I jumped on my bike and finally got the pedals to turn again. Chad rode me back to the finish line. I announced that that was my last lap. We crunched the numbers and indeed I would win the race. I changed out of my wet 20 hour plus rags into a fresh kit for the finish line photo. I had six shots of espresso combined with coco and a chocolate muffin to celebrate my efforts. I had been dreaming of chocolaty goodness all morning. In the meantime Lydia and Norman prepared my bike for battle. Wishful thinking I told them. No way was I going to ride another lap. Norman wanted me to ride a victory lap with him but I declined. My hands and ass were just to painful.
Suddenly a cheer erupted from the small crowd gathered at the timing tent.
“Go Zach, Go, you can do it”
I looked over and to my astonishment this kid was ripping out on another lap. I looked at the clock but my brain couldn’t do the math. If he came in and did it before the cut off time he could actually put in a lap and win the race. That is what my panicked braid told me anyway.
“Imposable”, I thought to myself as I watched Zach and about two other teammates pace line the road out of town.
Just then someone brushed by me so hard I fell to the ground. I looked up to see the man in black dawn my bike and ride after Zach. He looked like me. Even wore a Muleterro kit. But this guy was relentless and strong. He could not be beaten today. The shadow.
“Poor Zach”, someone in the crowd said as I entered another line on the time sheet. “Bill Martin 10:00”.

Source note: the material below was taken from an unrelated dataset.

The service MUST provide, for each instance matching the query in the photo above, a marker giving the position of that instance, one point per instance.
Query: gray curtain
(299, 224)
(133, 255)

Zach kept looking at his watch. His mates were pulling him down the road at 30 miles an hour and when they got to the single track he was barely hanging on. Again he glanced at his watch. Then again. It was obvious he was doing logistics in his head but it didn’t look good. He would have to pull out a sub hour lap to set out on a winning lap. Suddenly as the sagebrush opened up into a grassy meadow atop a ridge the beast blasted past him.
“This lap will be a new record for me”, he grumbled as he raced away from the struggling riders.
“Whoaa”, Zach responded and relaxed on the pedals. He knew the chances of the win were over.
At 11:09 AM I hoisted my bike at the line to celebrate a victory as my team mates cheered on the ritual. The last lap was just minutes off the initial and fastest laps of the race. Zach rolled in a bit later to cheers from the crowd, a great performance and fan favorite. Another great race with a competitor who helped bring out the best in me … or not.
I did learn that I do have the ability to do amazing things. In the past I have doubted my abilities as a 24 hour racer. I left that person back on the ridge broken and dead.